Damit geht die Auseinandersetzung auch 16 Jahre nach dem eigentlichen Ereignis weiter. Die damalige Geschäftsführerin der Kolping-Stiftung Paraguay hatte Anfang 2010 Korruptionsvorwürfe gegen ihre Amtsvorgänger erhoben. Zwischen 2002 und 2007 sollen beim Bau eines neuen Stiftungshauses mehr als eine Million Euro an europäischen Entwicklungsgeldern hinterzogen worden sein. Bis 2007 hatte die Kolping-Stiftung rund 1,4 Millionen Euro vom Bundesentwicklungsministerium (BMZ) und der EU für den Bau erhalten. Nach einer Prüfung des BMZ musste Kolping Deutschland 241.000 Euro an die Bundesregierung zurückzahlen.

„Es ist eine Schande“

Ende September 2010 beschloss der Vorstand der Kolping-Stiftung Paraguay, Fuzellier fristlos zu entlassen. Anstatt die Vorwürfe weiter aufzuklären, startete der neue Geschäftsführer eine Welle von Anzeigen gegen Fuzellier wegen angeblicher Unregelmäßigkeiten während ihrer Geschäftsführung. Hans Drolshagen, seinerzeit Geschäftsführer bei der Sozial- und Entwicklungshilfe des Kolpingwerks (SEK) in Köln, bestritt die Vorwürfe: Es habe keine Korruption beim Kolpingwerk gegeben, hieß es aus Deutschland.
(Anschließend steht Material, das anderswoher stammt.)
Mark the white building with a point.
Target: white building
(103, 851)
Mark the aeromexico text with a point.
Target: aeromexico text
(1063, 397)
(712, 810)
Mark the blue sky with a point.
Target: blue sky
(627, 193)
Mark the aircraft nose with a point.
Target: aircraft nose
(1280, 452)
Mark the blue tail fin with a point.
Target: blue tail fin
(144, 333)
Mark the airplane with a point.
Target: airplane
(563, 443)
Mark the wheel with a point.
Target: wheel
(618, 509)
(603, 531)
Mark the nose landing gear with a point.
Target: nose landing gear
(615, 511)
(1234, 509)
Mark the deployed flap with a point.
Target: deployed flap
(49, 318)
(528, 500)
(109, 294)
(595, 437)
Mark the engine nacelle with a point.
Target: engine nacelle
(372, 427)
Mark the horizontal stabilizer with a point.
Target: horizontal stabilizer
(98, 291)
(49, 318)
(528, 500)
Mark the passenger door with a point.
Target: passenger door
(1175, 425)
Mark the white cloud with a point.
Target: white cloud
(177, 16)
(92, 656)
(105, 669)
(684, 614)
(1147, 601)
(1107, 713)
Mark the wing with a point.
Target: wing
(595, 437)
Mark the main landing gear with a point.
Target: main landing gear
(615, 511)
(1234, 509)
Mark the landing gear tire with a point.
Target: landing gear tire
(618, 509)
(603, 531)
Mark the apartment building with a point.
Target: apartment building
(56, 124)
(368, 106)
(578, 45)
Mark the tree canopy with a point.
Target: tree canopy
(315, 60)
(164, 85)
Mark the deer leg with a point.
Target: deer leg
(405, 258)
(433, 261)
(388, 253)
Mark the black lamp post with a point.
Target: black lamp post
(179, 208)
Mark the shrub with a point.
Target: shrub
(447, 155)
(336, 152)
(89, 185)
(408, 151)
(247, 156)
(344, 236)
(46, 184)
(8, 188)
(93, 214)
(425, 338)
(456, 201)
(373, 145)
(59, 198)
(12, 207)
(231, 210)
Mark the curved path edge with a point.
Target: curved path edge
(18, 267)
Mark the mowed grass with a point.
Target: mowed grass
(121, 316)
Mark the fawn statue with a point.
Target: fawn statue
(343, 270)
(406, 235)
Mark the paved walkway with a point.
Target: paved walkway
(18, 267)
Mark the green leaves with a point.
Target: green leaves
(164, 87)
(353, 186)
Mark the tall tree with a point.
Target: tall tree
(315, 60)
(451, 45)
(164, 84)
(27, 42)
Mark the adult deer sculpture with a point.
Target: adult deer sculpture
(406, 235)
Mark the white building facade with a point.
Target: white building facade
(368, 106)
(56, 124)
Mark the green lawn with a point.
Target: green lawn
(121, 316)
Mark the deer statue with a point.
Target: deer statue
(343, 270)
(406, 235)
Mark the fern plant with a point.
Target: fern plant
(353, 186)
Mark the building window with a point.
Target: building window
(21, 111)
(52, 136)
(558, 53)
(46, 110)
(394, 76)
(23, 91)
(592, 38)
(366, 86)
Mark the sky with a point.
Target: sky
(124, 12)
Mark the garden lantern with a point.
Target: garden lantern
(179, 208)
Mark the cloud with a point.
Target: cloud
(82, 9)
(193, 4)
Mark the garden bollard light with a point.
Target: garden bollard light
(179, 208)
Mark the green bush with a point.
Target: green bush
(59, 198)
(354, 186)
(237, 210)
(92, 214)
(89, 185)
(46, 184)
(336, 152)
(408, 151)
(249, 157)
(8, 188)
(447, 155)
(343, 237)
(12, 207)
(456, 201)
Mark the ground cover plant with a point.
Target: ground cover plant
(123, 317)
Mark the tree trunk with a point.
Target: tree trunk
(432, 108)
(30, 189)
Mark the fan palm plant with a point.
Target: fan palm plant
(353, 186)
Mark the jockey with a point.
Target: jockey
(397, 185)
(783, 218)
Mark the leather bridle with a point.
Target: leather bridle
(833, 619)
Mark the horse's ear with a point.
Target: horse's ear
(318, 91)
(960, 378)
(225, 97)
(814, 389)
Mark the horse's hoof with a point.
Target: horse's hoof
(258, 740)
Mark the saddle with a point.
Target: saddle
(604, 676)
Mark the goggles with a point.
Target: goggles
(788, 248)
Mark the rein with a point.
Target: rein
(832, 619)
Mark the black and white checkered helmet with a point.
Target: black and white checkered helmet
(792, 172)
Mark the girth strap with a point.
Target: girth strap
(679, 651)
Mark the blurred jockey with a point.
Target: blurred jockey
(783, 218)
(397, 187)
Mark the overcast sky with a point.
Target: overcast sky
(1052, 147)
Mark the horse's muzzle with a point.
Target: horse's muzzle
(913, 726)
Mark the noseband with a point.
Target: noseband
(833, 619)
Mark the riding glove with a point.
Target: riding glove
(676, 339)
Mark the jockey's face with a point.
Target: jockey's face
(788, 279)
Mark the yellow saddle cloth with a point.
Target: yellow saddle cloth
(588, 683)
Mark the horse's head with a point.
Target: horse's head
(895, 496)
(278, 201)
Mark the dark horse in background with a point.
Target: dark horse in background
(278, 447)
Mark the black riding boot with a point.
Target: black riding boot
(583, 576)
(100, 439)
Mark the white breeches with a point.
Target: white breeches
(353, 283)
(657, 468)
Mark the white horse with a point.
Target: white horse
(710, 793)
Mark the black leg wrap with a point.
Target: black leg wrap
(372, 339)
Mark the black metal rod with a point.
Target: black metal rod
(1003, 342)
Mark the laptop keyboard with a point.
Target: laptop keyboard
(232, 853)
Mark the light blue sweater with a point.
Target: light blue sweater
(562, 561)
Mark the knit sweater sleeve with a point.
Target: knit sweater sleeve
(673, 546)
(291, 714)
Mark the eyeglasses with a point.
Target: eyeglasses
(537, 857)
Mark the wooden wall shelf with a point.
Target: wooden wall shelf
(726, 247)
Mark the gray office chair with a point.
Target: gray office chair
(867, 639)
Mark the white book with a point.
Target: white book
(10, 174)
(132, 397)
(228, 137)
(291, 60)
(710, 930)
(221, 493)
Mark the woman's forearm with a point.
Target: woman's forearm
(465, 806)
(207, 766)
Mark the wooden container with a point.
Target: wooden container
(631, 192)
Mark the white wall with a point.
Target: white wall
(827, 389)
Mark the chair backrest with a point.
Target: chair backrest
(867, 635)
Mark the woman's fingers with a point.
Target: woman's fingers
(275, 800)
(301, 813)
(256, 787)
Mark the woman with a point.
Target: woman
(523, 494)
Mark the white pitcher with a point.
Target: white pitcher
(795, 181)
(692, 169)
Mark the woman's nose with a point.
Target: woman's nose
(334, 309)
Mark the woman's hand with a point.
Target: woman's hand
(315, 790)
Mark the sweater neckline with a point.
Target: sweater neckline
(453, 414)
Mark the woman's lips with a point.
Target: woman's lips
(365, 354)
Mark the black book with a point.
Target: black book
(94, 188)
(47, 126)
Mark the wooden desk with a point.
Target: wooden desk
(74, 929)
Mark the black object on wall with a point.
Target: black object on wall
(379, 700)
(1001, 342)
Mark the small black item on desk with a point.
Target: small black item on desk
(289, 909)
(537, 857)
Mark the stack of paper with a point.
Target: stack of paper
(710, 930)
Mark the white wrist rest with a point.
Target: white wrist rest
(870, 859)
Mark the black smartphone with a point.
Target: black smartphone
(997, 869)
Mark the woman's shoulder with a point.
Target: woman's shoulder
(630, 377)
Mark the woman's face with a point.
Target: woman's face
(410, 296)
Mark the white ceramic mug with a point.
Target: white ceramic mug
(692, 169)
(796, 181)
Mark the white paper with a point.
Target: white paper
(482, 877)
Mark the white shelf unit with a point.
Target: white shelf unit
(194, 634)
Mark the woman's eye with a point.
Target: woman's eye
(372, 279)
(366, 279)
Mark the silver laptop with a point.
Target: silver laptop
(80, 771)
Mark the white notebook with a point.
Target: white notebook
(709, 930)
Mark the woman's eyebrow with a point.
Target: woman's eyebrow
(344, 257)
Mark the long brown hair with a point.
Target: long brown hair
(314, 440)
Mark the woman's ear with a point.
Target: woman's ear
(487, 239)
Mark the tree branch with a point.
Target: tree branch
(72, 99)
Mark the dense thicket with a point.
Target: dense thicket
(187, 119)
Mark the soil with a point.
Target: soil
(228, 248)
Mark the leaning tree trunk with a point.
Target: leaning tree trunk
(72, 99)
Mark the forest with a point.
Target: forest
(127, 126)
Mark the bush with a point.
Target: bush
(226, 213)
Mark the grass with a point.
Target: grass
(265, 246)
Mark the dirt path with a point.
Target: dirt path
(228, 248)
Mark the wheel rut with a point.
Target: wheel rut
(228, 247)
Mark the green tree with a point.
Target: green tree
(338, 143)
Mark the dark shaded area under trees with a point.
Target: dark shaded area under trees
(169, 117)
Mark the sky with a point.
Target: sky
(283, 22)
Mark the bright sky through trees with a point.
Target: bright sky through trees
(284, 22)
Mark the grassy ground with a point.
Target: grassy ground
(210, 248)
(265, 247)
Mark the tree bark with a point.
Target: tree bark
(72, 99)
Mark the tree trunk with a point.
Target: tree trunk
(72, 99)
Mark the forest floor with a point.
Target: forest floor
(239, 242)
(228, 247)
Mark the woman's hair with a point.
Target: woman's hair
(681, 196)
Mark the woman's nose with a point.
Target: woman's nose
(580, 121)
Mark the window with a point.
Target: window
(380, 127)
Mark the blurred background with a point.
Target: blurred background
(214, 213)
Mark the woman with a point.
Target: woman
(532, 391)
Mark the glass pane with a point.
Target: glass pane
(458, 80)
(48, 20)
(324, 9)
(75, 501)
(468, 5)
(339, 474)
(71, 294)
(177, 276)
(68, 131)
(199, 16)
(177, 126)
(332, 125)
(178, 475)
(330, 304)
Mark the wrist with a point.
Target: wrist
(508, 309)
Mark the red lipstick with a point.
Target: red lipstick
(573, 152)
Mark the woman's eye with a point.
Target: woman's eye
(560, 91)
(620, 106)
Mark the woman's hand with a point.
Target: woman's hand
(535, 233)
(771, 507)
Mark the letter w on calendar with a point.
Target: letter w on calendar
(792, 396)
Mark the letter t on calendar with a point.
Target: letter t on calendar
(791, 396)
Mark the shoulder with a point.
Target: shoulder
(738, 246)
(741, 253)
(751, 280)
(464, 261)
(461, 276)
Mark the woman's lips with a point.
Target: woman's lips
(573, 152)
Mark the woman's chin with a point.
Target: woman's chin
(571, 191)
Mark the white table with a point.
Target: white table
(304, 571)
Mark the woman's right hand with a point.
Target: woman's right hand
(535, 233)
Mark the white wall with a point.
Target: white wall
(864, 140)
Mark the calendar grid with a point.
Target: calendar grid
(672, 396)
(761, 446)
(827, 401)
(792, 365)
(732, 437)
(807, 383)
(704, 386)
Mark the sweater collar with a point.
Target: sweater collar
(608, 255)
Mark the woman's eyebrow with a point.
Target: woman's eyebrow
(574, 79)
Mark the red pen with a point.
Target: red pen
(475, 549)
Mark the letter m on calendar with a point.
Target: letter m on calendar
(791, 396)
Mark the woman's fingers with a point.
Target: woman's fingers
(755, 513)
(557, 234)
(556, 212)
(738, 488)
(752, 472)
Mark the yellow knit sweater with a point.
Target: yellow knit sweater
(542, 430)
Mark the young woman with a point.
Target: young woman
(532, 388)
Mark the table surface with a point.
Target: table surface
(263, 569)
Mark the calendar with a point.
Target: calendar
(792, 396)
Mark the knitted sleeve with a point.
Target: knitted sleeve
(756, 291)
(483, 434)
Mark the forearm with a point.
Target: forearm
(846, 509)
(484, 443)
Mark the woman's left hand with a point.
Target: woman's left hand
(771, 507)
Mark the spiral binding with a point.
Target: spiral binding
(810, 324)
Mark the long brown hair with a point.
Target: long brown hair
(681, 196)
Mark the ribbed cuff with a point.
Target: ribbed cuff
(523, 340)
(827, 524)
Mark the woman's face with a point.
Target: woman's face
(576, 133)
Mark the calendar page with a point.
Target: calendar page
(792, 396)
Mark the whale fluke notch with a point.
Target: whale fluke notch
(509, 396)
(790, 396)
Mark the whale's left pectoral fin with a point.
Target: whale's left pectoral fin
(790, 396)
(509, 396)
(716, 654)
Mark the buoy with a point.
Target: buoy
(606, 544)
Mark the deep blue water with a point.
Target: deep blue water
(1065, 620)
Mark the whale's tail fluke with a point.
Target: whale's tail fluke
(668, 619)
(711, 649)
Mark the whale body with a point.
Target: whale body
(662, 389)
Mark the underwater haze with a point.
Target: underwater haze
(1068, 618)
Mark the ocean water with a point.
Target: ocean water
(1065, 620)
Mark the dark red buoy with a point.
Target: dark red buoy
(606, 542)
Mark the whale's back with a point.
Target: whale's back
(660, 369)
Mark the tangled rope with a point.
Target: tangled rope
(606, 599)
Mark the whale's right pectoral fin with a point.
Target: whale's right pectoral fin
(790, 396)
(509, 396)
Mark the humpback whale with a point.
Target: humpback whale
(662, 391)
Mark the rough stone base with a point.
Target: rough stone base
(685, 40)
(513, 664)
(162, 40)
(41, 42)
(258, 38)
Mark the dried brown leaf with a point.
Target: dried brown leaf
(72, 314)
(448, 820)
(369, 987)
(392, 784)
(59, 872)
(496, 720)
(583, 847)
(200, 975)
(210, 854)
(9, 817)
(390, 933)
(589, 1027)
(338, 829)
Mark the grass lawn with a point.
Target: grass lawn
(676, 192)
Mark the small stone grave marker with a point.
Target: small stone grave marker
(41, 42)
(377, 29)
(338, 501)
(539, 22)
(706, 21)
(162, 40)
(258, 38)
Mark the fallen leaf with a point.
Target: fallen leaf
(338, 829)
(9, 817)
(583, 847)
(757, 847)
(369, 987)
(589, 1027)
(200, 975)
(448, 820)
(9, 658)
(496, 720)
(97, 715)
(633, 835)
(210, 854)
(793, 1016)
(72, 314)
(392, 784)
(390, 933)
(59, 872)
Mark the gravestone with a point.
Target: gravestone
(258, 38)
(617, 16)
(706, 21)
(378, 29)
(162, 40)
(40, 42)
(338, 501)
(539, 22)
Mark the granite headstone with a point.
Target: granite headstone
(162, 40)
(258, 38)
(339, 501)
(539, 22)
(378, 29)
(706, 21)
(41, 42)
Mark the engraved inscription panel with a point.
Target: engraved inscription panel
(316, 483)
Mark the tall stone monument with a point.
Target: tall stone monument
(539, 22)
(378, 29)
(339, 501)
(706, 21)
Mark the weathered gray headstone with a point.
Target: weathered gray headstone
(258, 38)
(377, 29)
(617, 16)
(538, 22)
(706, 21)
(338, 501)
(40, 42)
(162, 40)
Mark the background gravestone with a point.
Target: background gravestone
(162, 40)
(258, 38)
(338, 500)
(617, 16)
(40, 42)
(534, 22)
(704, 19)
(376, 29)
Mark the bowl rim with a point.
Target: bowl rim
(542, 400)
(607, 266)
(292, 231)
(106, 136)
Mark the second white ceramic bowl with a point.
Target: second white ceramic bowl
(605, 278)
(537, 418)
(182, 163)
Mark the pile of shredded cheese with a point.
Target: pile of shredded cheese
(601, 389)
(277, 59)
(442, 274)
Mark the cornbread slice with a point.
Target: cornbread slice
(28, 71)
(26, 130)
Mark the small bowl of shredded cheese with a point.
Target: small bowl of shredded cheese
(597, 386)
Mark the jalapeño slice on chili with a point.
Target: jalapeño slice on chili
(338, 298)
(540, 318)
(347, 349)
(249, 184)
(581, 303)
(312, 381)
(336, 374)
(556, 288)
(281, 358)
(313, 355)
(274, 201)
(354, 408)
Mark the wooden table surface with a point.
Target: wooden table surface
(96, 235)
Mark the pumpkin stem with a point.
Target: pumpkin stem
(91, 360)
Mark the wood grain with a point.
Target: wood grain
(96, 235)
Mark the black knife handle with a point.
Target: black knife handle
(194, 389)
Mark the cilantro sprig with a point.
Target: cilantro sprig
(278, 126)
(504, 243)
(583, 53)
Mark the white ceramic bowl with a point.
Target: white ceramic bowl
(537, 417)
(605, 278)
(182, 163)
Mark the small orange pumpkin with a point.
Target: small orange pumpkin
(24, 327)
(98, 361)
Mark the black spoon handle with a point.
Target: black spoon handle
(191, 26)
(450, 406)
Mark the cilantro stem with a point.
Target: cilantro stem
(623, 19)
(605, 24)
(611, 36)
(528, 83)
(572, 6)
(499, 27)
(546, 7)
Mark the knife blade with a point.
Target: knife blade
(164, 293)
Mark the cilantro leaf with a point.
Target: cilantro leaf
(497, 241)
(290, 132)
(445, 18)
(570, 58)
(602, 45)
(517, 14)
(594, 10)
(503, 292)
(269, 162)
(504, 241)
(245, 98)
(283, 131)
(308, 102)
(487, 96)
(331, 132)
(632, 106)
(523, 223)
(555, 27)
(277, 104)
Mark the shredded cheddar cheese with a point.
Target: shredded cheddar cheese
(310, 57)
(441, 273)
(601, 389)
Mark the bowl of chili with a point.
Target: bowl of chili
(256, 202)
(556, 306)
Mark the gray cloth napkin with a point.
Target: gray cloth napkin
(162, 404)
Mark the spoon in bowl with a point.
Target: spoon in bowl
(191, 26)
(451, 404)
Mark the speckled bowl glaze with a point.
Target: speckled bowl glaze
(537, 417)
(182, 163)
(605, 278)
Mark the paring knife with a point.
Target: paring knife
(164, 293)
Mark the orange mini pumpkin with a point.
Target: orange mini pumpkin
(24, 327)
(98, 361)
Dennoch hat die Stiftung alle Verfahren gegen ihre ehemalige Geschäftsführerin verloren oder sie wurden abgewiesen.

2023 hatte Fuzellier eine zweite Klage gegen Kolping International und Kolping Paraguay eingereicht, mit der sie einen Schadensersatz von 10 Millionen Dollar forderte. Als Folge der Kosten des Rechtsstreits büßte Fuzellier nicht nur weitgehend ihr Vermögen ein. Zugleich musste sie ihr betriebenes Unternehmen schließen, das Produkte aus kleinbäuerlichen Betrieben verkauft hatte und für rund 2.000 Kleinproduzierende die einzige Einnahmequelle darstellte. „Es ist eine Schande für Kolping, wie sie ein Entwicklungsprojekt und ganze Familien zerstört haben“, so Fuzellier. Auch über diese Klage ist bislang noch nicht entschieden.